The employer dismissed the employee for cause with immediate effect. The employee claimed that this dismissal was unjustified. The Labour Court (Arbeitsgericht) rejected his complaint. The employee, however, appealed against this decision and the Higher Regional Labour Court of Hesse (Landesarbeitsgericht Hessen) decided in his favour. It ruled that the threat was only a momentary failure and ultimately not credible. It hence regarded the dismissal for cause as not justified. It also stated that the employee was in a very emotional and unstable state. Furthermore it should be taken into account that a meeting regarding re-integration of a long term sick employee is to be considered a “protected environment” where the employee should be able to “open himself”.

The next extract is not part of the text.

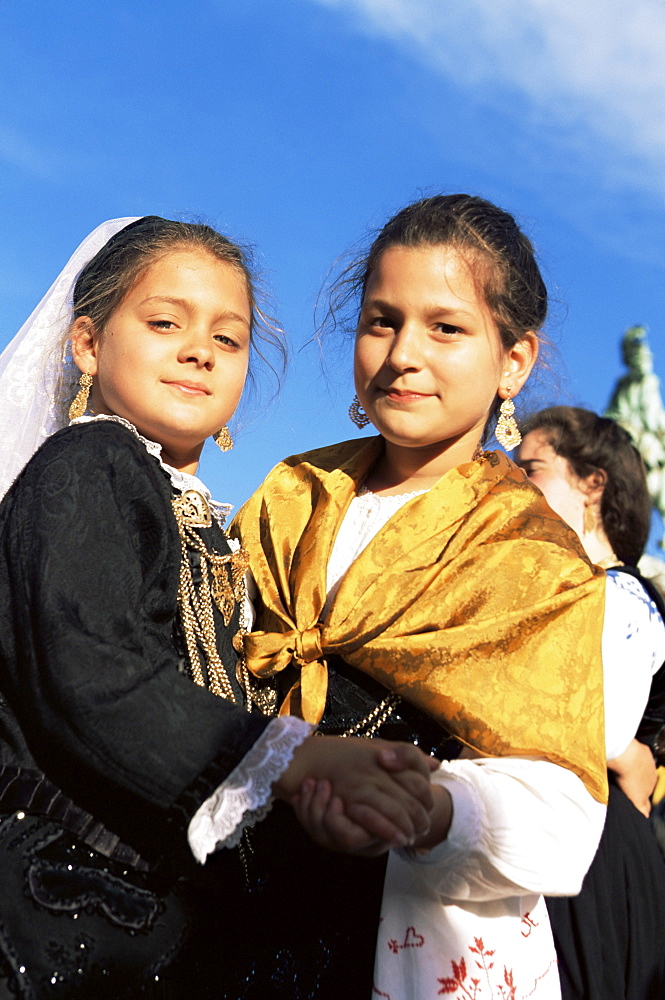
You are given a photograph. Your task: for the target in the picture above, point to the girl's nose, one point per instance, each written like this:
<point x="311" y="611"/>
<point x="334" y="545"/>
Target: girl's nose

The employer’s appeal to the Federal Labour Court (Bundesarbeitsgericht) was successful. According to the Federal Labour Court the lower instance did not take all relevant criteria into account and its overall consideration was not free from errors of law. In particular, the Federal Labour Court emphasized the severity of a “threat to commit suicide” and that the employee tried to exert pressure on his employer to prevent the assignment of certain tasks. It also made clear that the character of the meeting (integration management) was not relevant for assessing the gravity of the employee’s comments. The Federal Labour Court also stated that it was not decisive whether the employee was seriously considering suicide or running amok. It was sufficient that the threat seemed serious and that this impression was intended by the employee. The Federal Labour Court referred the matter back to the Higher Regional Labour Court for a new decision as the context and the exact content of the comments was still in dispute between the parties.

With this decision the Federal Labour Court is continuing its case law on threats made by employees to their employer. Such threats can qualify as a compelling reason for a dismissal for cause and it is not decisive whether the employee in fact plans to follow through with the threat. However, in each individual case all circumstances and the interests of both parties have to be taken into account. In the case at hand the employee allegedly threatened to harm himself and potentially others to gain personal advantages. The Federal Labour Court correctly stressed the gravity of such comments and made also clear that the context of a re-integration meeting with the employer does not change the severity of the threats.